By | 2019, Money Moxie, Newsletter | No Comments

The first significant tax reform in over three decades was put into action for 2018. Now we get to see the real impact of the Tax Cuts and Jobs Act as people start to file their 2018 tax return.

Whether you are filing your tax return or you want to make sure you give your accountant the best information possible, here are the major changes to which you should pay attention.

Form 1040 significantly shortened and simplified
One of the major goals for this tax reform was to “simplify” taxes. The immediate impact is that the old Form 1040 will be shrunken down to a half page on front and back. Now there will only be 23 lines compared to the daunting 79 lines on the old 1040. There will no longer be a form 1040A or 1040EZ as those were just an attempt to simplify an overly complex 1040. The new 1040 will be accompanied by 6 schedules.

If this shortened version makes you feel like attempting to do your taxes for the first time in a while, you should probably still take them to your accountant as there are so many tax changes that you really need an expert that knows how all of the changes will impact you. If you have been filing your own taxes, they should be easier this year (should being the keyword).

Tax brackets
Tax brackets have been reduced, which should benefit almost all people. Tax brackets are based on your total amount of taxable income, not adjusted gross income.

For example, if a couple’s joint taxable income was $75,000 in 2017, they were in the 15-percent bracket and in 2018 will be in the 12-percent bracket. The 25-percent bracket has been reduced to 22 percent.

Changes to the standard deduction and exemptions
The most significant changes for individuals happened to the standard and itemized deductions. With the changes, it is estimated that 80-90 percent of people will now take the standard deduction. However, don’t throw out your box of medical receipts yet. You still need to make sure itemizing is no longer a benefit for you.

The standard deduction limit has been raised from $6,350 to $12,000 for single filers and from $12,700 to $24,000 for married filers. They also did away with personal exemptions that were $4,050 per person, but offset that loss for families with children by increasing the child tax credit from $1,000 to $2,000 per child. There is also an extra deduction of $1,600 for single filers and $2,600 for married filers if you are over age 65. (For a more complete list, please visit:
smedleyfinancial.com/financial/2019-key-numbers.php.)

Specific changes to itemized deductions
State and local tax deduction has been limited to $10,000. You can still deduct medical expenses that exceed 7.5 percent of your adjusted gross income, and that limit will be going up to 10 percent in 2019.

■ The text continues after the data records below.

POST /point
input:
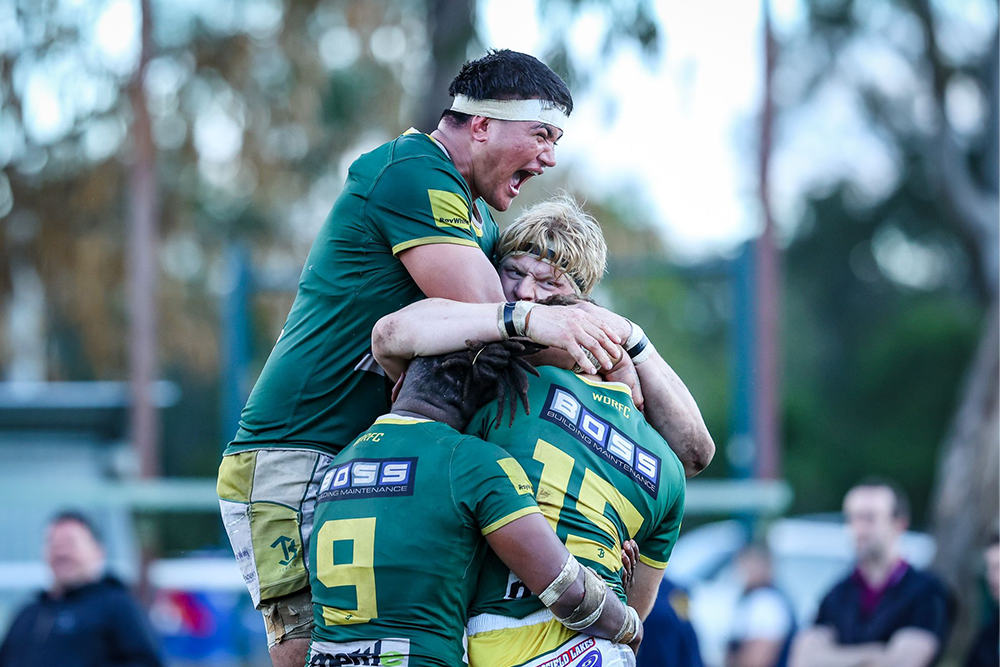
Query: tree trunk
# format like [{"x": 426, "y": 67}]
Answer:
[
  {"x": 143, "y": 266},
  {"x": 452, "y": 29},
  {"x": 967, "y": 495}
]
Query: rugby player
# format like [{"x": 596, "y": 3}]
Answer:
[
  {"x": 604, "y": 475},
  {"x": 401, "y": 518},
  {"x": 554, "y": 248},
  {"x": 411, "y": 221}
]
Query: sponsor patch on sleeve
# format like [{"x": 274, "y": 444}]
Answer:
[
  {"x": 564, "y": 409},
  {"x": 516, "y": 475},
  {"x": 449, "y": 209},
  {"x": 369, "y": 478}
]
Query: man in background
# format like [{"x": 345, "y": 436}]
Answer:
[
  {"x": 886, "y": 612},
  {"x": 669, "y": 637},
  {"x": 87, "y": 618},
  {"x": 986, "y": 650},
  {"x": 764, "y": 621}
]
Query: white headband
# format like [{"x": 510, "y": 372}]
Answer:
[{"x": 540, "y": 110}]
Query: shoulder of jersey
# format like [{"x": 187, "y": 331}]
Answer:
[
  {"x": 642, "y": 428},
  {"x": 417, "y": 144}
]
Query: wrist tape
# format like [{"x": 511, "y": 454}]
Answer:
[
  {"x": 630, "y": 627},
  {"x": 552, "y": 592}
]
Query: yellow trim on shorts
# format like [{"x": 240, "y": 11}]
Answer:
[
  {"x": 400, "y": 421},
  {"x": 613, "y": 386},
  {"x": 659, "y": 565},
  {"x": 513, "y": 516},
  {"x": 431, "y": 240},
  {"x": 236, "y": 476},
  {"x": 510, "y": 647}
]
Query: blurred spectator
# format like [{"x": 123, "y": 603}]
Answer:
[
  {"x": 986, "y": 651},
  {"x": 885, "y": 612},
  {"x": 87, "y": 618},
  {"x": 764, "y": 620},
  {"x": 669, "y": 637}
]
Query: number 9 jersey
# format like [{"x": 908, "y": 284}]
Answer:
[
  {"x": 398, "y": 542},
  {"x": 602, "y": 475}
]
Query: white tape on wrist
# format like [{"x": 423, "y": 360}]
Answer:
[
  {"x": 521, "y": 311},
  {"x": 543, "y": 111},
  {"x": 565, "y": 578},
  {"x": 630, "y": 627},
  {"x": 500, "y": 323}
]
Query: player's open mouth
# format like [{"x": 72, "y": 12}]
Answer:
[{"x": 518, "y": 179}]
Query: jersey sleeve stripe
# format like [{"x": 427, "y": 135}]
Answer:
[
  {"x": 513, "y": 516},
  {"x": 659, "y": 565},
  {"x": 430, "y": 240}
]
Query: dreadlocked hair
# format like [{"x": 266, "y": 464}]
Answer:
[{"x": 493, "y": 370}]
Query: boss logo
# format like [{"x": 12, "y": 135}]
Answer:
[
  {"x": 369, "y": 478},
  {"x": 564, "y": 409}
]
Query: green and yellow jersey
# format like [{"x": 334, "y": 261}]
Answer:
[
  {"x": 398, "y": 542},
  {"x": 314, "y": 391},
  {"x": 602, "y": 475}
]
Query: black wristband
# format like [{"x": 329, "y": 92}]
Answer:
[
  {"x": 634, "y": 351},
  {"x": 508, "y": 319}
]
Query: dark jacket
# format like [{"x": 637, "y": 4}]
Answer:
[
  {"x": 986, "y": 651},
  {"x": 96, "y": 625},
  {"x": 669, "y": 637}
]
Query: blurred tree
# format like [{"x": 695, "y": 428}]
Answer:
[{"x": 926, "y": 78}]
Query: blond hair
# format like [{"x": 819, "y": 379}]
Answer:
[{"x": 561, "y": 233}]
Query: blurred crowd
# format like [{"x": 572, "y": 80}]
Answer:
[{"x": 884, "y": 612}]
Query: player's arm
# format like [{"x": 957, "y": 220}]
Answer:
[
  {"x": 754, "y": 653},
  {"x": 574, "y": 594},
  {"x": 450, "y": 271},
  {"x": 672, "y": 411},
  {"x": 438, "y": 326},
  {"x": 668, "y": 406},
  {"x": 425, "y": 216},
  {"x": 908, "y": 647}
]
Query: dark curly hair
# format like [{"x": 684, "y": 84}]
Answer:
[{"x": 471, "y": 378}]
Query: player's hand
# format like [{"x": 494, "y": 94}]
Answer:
[
  {"x": 609, "y": 321},
  {"x": 578, "y": 332},
  {"x": 638, "y": 640},
  {"x": 624, "y": 371},
  {"x": 630, "y": 558}
]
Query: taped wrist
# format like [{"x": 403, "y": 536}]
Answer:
[
  {"x": 589, "y": 610},
  {"x": 638, "y": 346},
  {"x": 630, "y": 627},
  {"x": 520, "y": 316},
  {"x": 571, "y": 568}
]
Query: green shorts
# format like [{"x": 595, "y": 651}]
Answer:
[{"x": 268, "y": 497}]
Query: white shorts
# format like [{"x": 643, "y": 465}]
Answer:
[
  {"x": 267, "y": 498},
  {"x": 578, "y": 650}
]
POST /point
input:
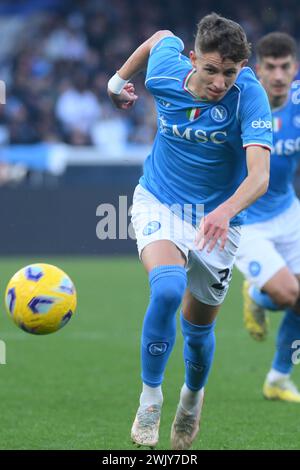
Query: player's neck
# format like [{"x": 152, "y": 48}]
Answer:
[
  {"x": 193, "y": 87},
  {"x": 277, "y": 101}
]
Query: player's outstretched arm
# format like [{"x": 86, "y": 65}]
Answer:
[
  {"x": 120, "y": 91},
  {"x": 215, "y": 225}
]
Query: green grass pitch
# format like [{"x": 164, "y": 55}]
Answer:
[{"x": 79, "y": 388}]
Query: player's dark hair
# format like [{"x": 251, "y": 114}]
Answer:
[
  {"x": 218, "y": 34},
  {"x": 276, "y": 45}
]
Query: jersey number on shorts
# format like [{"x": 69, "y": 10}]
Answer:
[{"x": 225, "y": 276}]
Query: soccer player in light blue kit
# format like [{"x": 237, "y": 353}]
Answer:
[
  {"x": 212, "y": 148},
  {"x": 269, "y": 253}
]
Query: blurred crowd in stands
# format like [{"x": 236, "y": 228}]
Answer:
[{"x": 56, "y": 58}]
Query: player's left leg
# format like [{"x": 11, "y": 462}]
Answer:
[
  {"x": 197, "y": 326},
  {"x": 208, "y": 281}
]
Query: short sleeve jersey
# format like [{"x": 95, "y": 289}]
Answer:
[{"x": 198, "y": 156}]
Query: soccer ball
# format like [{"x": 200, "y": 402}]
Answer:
[{"x": 40, "y": 298}]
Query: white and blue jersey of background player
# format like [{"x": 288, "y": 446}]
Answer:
[
  {"x": 198, "y": 156},
  {"x": 273, "y": 220}
]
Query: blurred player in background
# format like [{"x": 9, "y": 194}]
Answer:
[
  {"x": 269, "y": 253},
  {"x": 212, "y": 147}
]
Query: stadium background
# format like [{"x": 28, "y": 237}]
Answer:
[{"x": 64, "y": 151}]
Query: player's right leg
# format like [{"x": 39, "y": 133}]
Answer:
[
  {"x": 164, "y": 262},
  {"x": 167, "y": 278}
]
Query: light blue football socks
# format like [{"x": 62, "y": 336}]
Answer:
[
  {"x": 167, "y": 284},
  {"x": 288, "y": 332},
  {"x": 199, "y": 347}
]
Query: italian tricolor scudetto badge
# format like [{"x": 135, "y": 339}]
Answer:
[
  {"x": 193, "y": 113},
  {"x": 277, "y": 124}
]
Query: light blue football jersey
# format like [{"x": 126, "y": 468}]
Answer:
[
  {"x": 198, "y": 156},
  {"x": 284, "y": 159}
]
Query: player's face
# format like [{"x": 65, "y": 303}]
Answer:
[
  {"x": 276, "y": 75},
  {"x": 214, "y": 75}
]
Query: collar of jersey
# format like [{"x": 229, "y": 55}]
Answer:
[{"x": 186, "y": 88}]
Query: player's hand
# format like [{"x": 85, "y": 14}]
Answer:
[
  {"x": 126, "y": 99},
  {"x": 213, "y": 227}
]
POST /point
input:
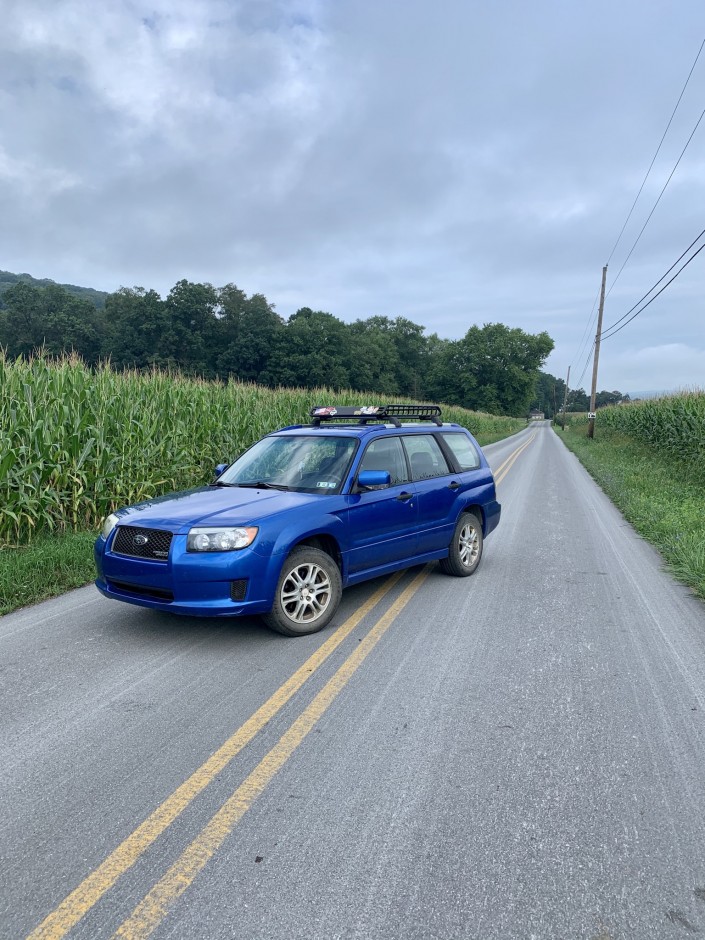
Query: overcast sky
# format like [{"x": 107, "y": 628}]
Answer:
[{"x": 456, "y": 162}]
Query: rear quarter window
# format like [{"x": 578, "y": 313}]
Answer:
[{"x": 463, "y": 450}]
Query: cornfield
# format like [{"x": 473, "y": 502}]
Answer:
[
  {"x": 75, "y": 443},
  {"x": 674, "y": 424}
]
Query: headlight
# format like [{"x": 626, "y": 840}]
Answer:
[
  {"x": 220, "y": 540},
  {"x": 109, "y": 525}
]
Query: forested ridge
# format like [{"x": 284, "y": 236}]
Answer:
[{"x": 221, "y": 333}]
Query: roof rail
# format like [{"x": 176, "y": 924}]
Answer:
[{"x": 367, "y": 413}]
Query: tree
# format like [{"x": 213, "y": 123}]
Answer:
[
  {"x": 50, "y": 318},
  {"x": 312, "y": 351},
  {"x": 493, "y": 368},
  {"x": 373, "y": 361},
  {"x": 189, "y": 340},
  {"x": 250, "y": 328},
  {"x": 136, "y": 321}
]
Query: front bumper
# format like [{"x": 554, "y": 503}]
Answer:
[{"x": 207, "y": 584}]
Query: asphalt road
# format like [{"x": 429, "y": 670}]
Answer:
[{"x": 520, "y": 754}]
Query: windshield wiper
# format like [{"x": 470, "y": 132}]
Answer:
[{"x": 261, "y": 485}]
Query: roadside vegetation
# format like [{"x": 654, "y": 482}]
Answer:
[
  {"x": 77, "y": 442},
  {"x": 649, "y": 458}
]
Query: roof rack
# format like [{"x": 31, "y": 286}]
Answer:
[{"x": 367, "y": 413}]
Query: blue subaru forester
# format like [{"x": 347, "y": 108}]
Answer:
[{"x": 303, "y": 513}]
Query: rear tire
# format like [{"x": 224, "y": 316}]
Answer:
[
  {"x": 308, "y": 593},
  {"x": 465, "y": 549}
]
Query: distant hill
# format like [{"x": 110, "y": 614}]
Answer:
[{"x": 96, "y": 297}]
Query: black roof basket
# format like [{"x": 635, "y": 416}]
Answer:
[{"x": 367, "y": 413}]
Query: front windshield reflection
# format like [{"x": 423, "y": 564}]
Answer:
[{"x": 302, "y": 463}]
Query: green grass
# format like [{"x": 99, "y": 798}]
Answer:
[
  {"x": 53, "y": 564},
  {"x": 660, "y": 494},
  {"x": 75, "y": 443},
  {"x": 49, "y": 566}
]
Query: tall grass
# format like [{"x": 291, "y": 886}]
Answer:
[
  {"x": 674, "y": 425},
  {"x": 75, "y": 443}
]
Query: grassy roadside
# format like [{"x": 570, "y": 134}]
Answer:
[
  {"x": 51, "y": 565},
  {"x": 54, "y": 564},
  {"x": 661, "y": 496}
]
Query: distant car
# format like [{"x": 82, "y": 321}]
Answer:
[{"x": 305, "y": 512}]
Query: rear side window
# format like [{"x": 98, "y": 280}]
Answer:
[
  {"x": 425, "y": 456},
  {"x": 463, "y": 450}
]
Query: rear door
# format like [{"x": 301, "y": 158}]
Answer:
[
  {"x": 437, "y": 488},
  {"x": 383, "y": 523}
]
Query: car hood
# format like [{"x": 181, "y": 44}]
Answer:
[{"x": 213, "y": 505}]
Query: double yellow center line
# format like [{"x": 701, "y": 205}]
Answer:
[
  {"x": 149, "y": 913},
  {"x": 504, "y": 468}
]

Mortgage interest can be deducted up to a principal value of $750,000 if the loan originated in 2017 or later. Older loans will be grandfathered in and interest is deductible up to a principal limit of $1,000,000. Mortgage equity loans will only be deductible if the proceeds were used for home improvement. (Say goodbye to consolidating debt into a home equity loan and deducting it.)

This major overhaul to the tax system should simplify taxes and should make it so most people take the standard deduction. Most people should also end up paying a little less in taxes, which is always nice.

Let’s look at an example
In 2017, Jay and Mary filed a joint tax return. They are both age 55 and they don’t have any dependents. They had $18,000 in itemized deductions. Add to this their personal exemption of $4,050 each, totaling $26,100 in deductions. In 2018, they will only get the standard deduction of $24,000 with no personal exemptions and may owe more in taxes. The saving grace for Jay and Mary is that their tax bracket was reduced and may make up for the reduction in deductions.

SFS and its representatives do not provide tax advice; it is important to coordinate with your tax advisor regarding your specific situation.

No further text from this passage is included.